Ryolph Jefferson “Soapy” Smith II was a gangster and con artist from the Wild West era who set up criminal operation in Alaska and Colorado. Through sleight-of-hand and various manipulation methods he tricked buyers, while posing as a soap seller. Smith promised that some cakes of soap in his display case contained $100 bills. He died in the “Shootout of the Juneau Wharf”, after grabbing a sack of gold from a returning miner.

4. Victor Lustig


In 1925, France was still recovering from the First World One and Paris was a fertile ground for a con man. Lustig read a newspaper article that one of city’s major problems was the maintenance of the Eiffel Tower. He forged a government document and invited major scrap dealers in a secret meeting.
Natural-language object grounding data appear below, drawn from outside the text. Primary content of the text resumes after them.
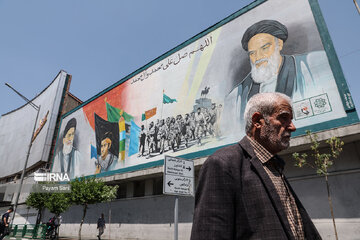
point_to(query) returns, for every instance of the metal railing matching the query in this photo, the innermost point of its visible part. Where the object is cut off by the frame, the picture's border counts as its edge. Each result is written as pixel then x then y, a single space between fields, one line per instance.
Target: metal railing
pixel 30 231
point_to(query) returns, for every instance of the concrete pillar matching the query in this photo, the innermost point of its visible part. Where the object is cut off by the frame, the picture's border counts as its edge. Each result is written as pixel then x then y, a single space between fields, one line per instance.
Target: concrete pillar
pixel 149 186
pixel 130 189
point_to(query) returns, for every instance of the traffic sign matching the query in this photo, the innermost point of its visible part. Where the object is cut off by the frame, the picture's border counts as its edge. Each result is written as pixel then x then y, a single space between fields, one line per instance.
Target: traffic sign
pixel 178 176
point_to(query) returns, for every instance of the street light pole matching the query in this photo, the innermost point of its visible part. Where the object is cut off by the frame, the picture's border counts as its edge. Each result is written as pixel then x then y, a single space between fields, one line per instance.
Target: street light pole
pixel 357 6
pixel 37 108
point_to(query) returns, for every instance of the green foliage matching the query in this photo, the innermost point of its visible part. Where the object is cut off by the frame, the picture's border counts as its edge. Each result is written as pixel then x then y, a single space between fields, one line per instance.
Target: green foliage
pixel 323 161
pixel 85 191
pixel 58 203
pixel 37 200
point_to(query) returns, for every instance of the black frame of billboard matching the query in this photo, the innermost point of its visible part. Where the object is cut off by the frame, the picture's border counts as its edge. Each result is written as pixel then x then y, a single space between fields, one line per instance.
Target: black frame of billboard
pixel 343 89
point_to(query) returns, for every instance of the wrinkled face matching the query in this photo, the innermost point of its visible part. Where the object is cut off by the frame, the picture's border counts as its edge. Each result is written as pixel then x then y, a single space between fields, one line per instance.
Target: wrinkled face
pixel 69 137
pixel 261 47
pixel 276 129
pixel 105 146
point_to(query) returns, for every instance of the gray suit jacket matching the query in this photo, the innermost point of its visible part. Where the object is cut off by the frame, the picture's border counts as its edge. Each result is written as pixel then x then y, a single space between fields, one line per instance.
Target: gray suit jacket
pixel 235 199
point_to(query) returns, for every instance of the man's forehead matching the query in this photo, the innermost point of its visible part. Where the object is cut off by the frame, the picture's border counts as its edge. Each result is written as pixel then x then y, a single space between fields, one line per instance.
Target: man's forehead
pixel 260 40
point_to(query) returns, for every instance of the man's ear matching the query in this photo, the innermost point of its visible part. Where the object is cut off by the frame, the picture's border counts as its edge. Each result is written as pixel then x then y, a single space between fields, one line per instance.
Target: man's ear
pixel 256 119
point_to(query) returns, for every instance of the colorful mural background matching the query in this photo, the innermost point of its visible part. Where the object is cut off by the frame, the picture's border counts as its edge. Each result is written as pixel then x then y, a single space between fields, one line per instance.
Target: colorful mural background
pixel 190 100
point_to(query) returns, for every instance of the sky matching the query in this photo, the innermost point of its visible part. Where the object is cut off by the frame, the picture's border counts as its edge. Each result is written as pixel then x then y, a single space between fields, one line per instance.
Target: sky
pixel 100 42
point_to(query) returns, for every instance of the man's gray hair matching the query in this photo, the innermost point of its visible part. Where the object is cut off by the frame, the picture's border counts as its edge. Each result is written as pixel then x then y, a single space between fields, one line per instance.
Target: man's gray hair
pixel 264 103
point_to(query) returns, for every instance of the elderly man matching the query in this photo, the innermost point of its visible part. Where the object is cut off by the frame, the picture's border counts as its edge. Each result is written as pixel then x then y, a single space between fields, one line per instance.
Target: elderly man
pixel 106 160
pixel 242 192
pixel 298 76
pixel 68 158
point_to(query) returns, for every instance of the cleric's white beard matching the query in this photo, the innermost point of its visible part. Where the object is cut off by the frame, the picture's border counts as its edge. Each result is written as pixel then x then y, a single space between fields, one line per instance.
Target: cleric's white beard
pixel 67 148
pixel 265 73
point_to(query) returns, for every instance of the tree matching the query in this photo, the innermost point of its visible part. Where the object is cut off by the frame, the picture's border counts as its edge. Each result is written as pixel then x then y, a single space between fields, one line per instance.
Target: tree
pixel 322 162
pixel 58 203
pixel 86 191
pixel 37 200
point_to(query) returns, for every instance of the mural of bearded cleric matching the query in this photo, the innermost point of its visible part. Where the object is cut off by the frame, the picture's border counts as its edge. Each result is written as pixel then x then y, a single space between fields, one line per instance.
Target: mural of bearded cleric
pixel 271 71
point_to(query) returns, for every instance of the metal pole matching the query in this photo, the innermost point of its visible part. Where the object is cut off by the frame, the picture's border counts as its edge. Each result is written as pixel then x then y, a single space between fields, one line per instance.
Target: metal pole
pixel 24 169
pixel 357 6
pixel 176 218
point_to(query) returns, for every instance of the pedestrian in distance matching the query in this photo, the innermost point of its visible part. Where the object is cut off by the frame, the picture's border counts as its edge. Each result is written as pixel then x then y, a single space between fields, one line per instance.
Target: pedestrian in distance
pixel 242 192
pixel 4 224
pixel 101 226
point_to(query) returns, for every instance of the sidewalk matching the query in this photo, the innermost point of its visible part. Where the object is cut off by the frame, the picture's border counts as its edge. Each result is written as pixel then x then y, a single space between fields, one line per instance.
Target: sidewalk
pixel 60 238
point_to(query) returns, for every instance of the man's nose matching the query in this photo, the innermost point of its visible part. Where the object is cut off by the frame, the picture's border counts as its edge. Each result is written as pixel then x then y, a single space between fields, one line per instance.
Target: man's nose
pixel 292 127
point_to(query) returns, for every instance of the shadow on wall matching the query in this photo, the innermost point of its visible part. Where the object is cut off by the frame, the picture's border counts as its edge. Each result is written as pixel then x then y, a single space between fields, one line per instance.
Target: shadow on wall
pixel 144 210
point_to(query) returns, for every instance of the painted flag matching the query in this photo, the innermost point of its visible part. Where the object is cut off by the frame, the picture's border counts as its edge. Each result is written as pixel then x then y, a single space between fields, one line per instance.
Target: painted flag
pixel 114 114
pixel 148 114
pixel 105 129
pixel 122 133
pixel 134 138
pixel 93 152
pixel 167 99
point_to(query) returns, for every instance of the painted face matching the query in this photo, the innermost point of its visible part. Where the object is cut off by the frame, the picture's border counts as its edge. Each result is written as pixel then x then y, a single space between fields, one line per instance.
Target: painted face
pixel 69 137
pixel 105 146
pixel 276 129
pixel 261 47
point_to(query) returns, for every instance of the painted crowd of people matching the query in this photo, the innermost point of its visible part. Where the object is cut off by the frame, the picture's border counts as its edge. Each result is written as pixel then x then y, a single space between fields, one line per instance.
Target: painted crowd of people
pixel 182 131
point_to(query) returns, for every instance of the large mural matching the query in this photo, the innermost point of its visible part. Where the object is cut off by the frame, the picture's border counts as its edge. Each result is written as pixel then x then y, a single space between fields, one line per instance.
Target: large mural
pixel 192 99
pixel 17 126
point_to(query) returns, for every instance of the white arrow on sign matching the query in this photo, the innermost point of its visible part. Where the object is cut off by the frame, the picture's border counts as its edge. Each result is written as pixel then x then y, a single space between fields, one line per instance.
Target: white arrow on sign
pixel 179 167
pixel 178 185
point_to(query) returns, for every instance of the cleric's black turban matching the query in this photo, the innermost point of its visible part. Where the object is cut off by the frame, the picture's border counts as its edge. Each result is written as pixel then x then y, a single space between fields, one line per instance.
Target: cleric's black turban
pixel 271 27
pixel 70 124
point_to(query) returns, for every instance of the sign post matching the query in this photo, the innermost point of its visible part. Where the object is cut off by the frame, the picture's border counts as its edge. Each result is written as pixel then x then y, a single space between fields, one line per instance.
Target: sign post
pixel 178 180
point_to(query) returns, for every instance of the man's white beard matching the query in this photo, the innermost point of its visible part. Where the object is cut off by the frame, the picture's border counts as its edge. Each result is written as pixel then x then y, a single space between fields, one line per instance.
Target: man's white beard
pixel 265 73
pixel 67 148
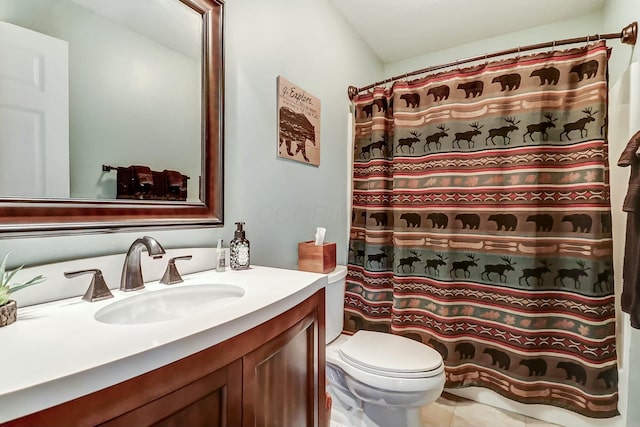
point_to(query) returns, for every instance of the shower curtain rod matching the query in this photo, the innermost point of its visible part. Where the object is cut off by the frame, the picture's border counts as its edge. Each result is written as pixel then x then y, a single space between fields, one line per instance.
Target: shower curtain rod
pixel 628 35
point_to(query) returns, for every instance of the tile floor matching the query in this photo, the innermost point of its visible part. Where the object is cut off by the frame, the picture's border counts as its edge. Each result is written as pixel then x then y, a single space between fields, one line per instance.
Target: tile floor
pixel 453 411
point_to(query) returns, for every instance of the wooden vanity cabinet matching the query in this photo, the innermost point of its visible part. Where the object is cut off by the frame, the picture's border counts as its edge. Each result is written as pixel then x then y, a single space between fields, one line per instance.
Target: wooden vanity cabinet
pixel 271 375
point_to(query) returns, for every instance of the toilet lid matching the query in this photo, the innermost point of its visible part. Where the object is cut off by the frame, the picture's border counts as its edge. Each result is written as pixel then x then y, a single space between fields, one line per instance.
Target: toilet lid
pixel 378 352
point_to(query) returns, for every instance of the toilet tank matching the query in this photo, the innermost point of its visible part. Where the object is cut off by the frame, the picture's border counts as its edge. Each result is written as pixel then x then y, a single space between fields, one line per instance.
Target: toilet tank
pixel 334 302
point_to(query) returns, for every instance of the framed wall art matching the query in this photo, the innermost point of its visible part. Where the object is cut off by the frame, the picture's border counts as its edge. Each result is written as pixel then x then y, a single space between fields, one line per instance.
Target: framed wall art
pixel 298 123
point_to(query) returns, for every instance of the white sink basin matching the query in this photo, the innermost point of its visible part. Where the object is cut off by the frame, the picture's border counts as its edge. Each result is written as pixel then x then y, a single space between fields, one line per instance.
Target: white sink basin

The idea of scrapping the Eiffel Tower wasn’t too strange at the time as it wasn’t meant to be a permanent monument in the first place. The tower was built in 1889 in Paris Exhibition and the designer originally planned to dismantle it in a few years. Lustig not only received a large sum of money from the Eiffel Tower scam, but also from bribery and money printing machine scam. He spent 20 years sentence in Alcatraz and died from pneumonia in Missouri at 1947.

3. Eduardo de Valfierno


Eduardo Valfierno was an Argentinean scammer who stole the Mona Lisa and paid a skilled art forger to make copies of the masterpiece. Valfierno paid Vincenzo Peruggio, an employee of the Louvre Museum, to steal the Mona Lisa. He didn’t intend to sell the original painting and only wanted to make it disappear so buyers who bought a copy would believe that they had the original. Peruggio was caught trying to steal the original painting and denied that he knew Valfierno.

2. Lou Herbert Blonger


Lou Blonger was a mining speculator, saloonkeeper and a con man. As his crime gang grew bigger, he no longer worked in the saloon and styled himself as a mining magnate. From his headquarters at the American National Bank building, his crime gang was untouched by local police. Blonger always cultivated the image of a model citizen, while continuing to bribe law enforcement officials and to schmooze public officials. Blonger was incarcerated in the Colorado State Penitentiary and died there on 1924.

1. Charles Ponzi


Charles Ponzi is an Italian-born scammer who specialized in finance-related frauds. The term “Ponzi scheme” is coined from his illegal activities and today, it is used to describe any scam that requires victims to pay in advance for a fake investment plan. Ponzi promised his victims a whopping 50 percent profit in less than two months. In 1920, he managed to collect $420,000 or $4.6 million in 2008 terms. Ponzi spent his last years in poverty and died in a charity hospital.